Either that, or a tangled catch basin of over-the-top spectacles that spin museum turnstiles, still, to be fair, a lot of interesting work within the context of an artist responding to a site is being made. The Richard Nonas exhibition at MASS MOcA (now on view) is a fine example of an artist working the interior of a former factory to full effect. Nonas has laid railroad ties across the sprawling floor of the museum’s Building #5 accompanied by enormous granite chairs, all harkening back to the site’s industrial past. The installation is a gritty, no-frills examination of a place with a rich and complex history.

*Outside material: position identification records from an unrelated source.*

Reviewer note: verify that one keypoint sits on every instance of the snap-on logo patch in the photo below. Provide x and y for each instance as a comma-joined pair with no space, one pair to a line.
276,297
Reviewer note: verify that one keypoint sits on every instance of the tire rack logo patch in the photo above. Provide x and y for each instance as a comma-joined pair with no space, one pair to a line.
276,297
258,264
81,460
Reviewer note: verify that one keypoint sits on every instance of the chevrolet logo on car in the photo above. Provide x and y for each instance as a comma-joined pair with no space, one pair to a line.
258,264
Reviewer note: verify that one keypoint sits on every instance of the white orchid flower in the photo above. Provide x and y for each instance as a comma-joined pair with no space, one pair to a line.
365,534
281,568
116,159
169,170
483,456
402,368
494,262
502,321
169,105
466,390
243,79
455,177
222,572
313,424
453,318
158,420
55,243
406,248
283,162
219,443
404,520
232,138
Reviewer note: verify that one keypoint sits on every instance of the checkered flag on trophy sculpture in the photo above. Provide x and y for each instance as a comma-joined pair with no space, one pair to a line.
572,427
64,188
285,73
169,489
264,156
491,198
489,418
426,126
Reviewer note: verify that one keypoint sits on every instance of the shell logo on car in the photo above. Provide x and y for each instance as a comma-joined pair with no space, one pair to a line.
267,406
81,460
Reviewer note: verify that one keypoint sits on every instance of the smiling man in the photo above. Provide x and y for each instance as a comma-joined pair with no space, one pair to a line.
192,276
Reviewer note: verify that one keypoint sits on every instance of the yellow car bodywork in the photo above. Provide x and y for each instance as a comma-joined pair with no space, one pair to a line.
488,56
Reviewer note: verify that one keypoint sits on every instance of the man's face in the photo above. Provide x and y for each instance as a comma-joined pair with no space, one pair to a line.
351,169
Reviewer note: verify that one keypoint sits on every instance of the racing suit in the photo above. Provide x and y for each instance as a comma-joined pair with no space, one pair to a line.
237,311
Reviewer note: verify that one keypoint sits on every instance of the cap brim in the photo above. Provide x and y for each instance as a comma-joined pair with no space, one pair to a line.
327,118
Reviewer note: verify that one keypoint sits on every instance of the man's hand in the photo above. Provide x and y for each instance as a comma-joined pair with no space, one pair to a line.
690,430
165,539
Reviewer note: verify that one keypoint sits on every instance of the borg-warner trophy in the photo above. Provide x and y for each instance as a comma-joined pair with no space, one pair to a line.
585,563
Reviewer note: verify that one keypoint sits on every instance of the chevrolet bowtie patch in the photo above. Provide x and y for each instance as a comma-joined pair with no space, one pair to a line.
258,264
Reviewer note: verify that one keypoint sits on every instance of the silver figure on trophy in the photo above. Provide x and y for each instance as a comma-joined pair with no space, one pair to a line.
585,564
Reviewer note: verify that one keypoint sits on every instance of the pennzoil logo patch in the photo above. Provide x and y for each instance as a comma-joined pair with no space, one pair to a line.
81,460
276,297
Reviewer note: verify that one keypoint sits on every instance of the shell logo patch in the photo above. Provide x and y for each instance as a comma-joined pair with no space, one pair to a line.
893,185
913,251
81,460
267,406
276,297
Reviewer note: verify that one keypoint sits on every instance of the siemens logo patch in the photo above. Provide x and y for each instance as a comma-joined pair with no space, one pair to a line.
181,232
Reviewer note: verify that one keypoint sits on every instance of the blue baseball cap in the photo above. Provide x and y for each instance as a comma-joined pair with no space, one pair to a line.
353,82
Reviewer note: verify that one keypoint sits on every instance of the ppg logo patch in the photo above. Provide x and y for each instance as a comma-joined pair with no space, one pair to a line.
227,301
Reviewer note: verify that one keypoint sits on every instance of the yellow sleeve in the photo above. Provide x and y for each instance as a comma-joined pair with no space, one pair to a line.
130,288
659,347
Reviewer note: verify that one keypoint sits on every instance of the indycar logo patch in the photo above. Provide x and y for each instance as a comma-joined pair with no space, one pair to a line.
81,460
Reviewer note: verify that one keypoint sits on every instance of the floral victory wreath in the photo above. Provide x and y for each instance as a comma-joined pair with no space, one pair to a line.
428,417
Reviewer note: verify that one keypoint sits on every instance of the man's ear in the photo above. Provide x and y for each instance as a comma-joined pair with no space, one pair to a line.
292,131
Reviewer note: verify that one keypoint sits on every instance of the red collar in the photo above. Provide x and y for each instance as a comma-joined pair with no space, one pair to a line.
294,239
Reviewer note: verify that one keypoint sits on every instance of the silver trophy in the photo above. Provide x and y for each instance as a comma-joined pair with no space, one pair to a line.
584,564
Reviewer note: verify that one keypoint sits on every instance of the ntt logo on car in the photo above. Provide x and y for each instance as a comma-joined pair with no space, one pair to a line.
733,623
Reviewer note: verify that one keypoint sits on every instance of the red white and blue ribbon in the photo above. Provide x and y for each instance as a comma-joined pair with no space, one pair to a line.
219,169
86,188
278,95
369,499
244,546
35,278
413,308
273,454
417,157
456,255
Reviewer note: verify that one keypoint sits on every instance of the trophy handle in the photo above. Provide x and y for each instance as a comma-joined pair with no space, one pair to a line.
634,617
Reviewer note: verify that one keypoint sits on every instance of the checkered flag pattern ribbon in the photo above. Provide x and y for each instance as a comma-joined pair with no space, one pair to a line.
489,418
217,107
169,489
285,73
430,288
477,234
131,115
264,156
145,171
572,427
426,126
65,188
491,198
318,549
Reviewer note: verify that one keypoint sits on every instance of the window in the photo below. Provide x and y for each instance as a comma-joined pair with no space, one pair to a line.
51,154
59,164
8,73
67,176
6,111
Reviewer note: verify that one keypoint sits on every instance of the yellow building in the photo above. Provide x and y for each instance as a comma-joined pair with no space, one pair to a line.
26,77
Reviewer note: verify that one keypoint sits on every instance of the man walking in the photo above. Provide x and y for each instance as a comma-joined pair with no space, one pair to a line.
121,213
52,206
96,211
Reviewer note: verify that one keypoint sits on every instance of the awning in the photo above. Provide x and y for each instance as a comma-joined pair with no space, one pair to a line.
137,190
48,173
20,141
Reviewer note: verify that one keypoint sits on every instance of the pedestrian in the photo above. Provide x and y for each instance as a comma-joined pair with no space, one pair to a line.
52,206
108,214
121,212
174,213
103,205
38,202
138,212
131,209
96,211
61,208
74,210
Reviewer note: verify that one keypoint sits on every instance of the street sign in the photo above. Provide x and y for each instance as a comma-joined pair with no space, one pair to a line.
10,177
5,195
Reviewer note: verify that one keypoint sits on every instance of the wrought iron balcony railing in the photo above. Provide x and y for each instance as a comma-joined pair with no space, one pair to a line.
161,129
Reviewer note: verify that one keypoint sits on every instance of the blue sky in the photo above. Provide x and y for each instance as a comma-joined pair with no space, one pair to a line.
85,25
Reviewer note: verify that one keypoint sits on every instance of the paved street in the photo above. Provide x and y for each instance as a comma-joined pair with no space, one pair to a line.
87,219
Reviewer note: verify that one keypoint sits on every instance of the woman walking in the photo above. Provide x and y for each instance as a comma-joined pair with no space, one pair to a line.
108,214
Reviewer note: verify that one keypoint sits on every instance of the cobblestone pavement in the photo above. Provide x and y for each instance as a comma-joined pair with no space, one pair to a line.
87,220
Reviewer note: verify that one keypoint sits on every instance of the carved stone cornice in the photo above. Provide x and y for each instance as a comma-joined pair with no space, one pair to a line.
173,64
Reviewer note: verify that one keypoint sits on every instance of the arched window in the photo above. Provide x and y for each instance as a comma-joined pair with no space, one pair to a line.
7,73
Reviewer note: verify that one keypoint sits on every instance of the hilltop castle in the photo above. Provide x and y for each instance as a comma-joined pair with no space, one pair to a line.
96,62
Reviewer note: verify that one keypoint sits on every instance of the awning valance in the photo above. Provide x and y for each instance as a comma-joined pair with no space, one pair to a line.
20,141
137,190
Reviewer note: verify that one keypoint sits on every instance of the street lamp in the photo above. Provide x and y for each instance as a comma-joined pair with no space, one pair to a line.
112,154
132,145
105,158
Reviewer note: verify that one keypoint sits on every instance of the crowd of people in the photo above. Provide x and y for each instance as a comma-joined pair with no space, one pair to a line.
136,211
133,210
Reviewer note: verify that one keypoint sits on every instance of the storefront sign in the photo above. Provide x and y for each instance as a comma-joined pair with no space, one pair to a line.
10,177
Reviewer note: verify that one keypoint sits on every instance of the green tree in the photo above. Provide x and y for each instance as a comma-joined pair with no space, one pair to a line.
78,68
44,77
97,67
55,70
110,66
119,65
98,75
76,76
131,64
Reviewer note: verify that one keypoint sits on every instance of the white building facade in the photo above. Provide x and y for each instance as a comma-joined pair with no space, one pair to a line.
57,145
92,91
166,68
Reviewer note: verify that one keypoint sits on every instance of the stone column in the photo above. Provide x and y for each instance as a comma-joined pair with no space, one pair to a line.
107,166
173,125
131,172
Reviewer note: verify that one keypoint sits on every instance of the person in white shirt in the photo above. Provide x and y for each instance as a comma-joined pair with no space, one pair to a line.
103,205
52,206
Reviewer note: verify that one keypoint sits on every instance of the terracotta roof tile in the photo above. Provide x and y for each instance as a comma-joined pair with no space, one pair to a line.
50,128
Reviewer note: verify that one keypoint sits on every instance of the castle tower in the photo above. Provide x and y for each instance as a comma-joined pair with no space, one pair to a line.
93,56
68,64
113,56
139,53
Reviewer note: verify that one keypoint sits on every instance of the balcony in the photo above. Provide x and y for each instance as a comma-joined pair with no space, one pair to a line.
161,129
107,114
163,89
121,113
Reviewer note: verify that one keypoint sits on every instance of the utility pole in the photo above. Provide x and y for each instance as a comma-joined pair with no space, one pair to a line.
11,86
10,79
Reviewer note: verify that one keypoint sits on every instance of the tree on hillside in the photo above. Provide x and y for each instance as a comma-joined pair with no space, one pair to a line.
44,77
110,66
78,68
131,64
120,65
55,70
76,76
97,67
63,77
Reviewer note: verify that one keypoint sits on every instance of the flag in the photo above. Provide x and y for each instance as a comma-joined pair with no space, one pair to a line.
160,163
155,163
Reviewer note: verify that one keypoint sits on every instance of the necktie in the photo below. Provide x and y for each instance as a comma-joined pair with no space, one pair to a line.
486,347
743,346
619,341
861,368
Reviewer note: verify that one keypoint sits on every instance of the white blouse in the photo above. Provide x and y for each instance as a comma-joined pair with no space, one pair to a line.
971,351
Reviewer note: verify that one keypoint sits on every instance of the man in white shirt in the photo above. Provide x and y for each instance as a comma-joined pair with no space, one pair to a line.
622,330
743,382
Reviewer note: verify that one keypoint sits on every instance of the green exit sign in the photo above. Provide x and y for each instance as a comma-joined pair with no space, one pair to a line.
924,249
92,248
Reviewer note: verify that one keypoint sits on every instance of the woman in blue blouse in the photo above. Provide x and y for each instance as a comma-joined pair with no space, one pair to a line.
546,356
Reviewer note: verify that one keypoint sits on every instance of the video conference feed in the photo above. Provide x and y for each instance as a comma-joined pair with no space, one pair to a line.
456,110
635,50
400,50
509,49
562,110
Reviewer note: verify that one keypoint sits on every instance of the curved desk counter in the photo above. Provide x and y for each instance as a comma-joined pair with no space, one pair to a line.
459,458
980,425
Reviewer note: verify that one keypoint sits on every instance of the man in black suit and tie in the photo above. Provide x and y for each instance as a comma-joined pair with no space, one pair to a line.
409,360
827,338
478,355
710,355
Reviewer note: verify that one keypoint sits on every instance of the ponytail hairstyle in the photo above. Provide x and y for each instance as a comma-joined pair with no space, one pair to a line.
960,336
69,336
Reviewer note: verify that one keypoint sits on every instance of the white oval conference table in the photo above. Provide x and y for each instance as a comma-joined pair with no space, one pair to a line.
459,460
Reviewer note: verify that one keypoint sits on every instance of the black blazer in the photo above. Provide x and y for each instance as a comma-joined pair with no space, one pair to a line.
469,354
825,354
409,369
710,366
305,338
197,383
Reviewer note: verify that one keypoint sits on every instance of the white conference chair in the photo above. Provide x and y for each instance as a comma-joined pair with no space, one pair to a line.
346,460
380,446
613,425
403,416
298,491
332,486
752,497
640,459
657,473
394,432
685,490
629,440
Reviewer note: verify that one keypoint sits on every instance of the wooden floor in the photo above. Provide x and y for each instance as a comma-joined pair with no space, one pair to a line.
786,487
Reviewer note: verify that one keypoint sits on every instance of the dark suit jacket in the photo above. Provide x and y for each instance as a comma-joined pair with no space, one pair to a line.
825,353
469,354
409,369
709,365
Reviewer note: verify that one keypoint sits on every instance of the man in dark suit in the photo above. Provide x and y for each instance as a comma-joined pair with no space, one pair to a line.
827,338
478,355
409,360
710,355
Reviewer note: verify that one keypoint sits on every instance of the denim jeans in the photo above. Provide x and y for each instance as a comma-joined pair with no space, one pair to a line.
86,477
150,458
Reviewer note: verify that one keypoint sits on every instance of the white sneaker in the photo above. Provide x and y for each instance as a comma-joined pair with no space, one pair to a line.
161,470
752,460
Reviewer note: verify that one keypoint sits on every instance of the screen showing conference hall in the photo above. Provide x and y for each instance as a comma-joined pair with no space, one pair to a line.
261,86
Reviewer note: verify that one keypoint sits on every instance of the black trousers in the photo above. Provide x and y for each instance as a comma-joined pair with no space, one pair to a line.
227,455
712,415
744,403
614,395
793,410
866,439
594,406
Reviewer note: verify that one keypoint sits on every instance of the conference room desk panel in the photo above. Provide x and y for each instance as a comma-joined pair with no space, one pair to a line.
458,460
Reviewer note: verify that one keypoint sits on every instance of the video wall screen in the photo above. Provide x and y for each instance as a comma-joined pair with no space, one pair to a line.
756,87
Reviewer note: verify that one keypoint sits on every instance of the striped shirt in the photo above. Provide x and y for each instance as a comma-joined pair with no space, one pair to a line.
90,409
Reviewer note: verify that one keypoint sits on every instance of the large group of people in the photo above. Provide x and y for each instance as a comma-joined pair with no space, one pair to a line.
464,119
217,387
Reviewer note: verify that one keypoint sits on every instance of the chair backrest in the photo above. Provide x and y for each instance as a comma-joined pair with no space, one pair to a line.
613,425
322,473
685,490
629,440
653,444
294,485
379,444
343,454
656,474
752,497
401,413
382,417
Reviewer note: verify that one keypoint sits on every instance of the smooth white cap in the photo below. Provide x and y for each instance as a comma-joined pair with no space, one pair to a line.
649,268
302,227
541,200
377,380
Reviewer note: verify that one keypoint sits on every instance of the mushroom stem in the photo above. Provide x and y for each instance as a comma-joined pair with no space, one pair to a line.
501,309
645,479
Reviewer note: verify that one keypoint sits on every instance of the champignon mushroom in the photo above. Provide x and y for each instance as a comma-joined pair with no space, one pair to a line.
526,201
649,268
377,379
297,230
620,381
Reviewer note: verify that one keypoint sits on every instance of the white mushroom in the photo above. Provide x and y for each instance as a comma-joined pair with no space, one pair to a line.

In Boston, at the T+H Gallery, Ian McMahon has constructed a large, gallery-filling installation called “Sojourn” which he built on-site. It is both ominous and soft looking, like a cloud adorned with brass knuckles. Corralled by scaffolding pipes, it rises upward, flexing its cartoon-like muscles billowing up toward the ceiling of the gallery where it is surrounded by a rectangle of lights. The piece, cast with 1,500 hundred pounds of sprayed plaster and inflatable plastic bags used as molds, which were then removed using a heated knife. What’s left is a sculptural piece of impressive heft, yet it is only 1/8th of an inch thick. Still, there is nothing delicate about McMahon’s work. There is an aggressive mayhem to the overflowing sculpture, something akin to a puff-pastry recipe gone awry. Situated in and over a sturdy metal armature, the piece seems at once contained and aloft, imprisoned and adrift. The work, which can’t be removed from the gallery because of its size, will be destroyed or disassembled by the artist and, therefore, resonates vaguely of an object impounded. In part, this stems from the durational and site-specific nature of the work and because it was designed with a short shelf life in mind. There is a performative aspect as well, as McMahon has incorporated (and no doubt will document) the work’s destruction as part of the overall project. Indeed, McMahon’s intent is on display in an accompanying work titled “Cascade” which is a video documenting the destruction of another plaster cast, this time, a curtain. The temporal nature of McMahon’s work rests between the creation of a piece and its ultimate demise. The bookends are important, indeed central to what McMahon makes. These are time-based gestures by the artist, with the clock ticking away as important as the materials used. Despite the urgency built into the work, it would be a mistake to think that the installation itself has anything approaching a temporary feel. Quite the contrary, in fact, the whimsical sturdiness of this delicate, yet looming sculpture, has all the qualities of something perfectly rendered, both in time as a moment, and as something more permanently etched.
Ian McMahon's Sojourn is on view at T+H Gallery (460 Harrison Ave, C19 & C20) through April 22.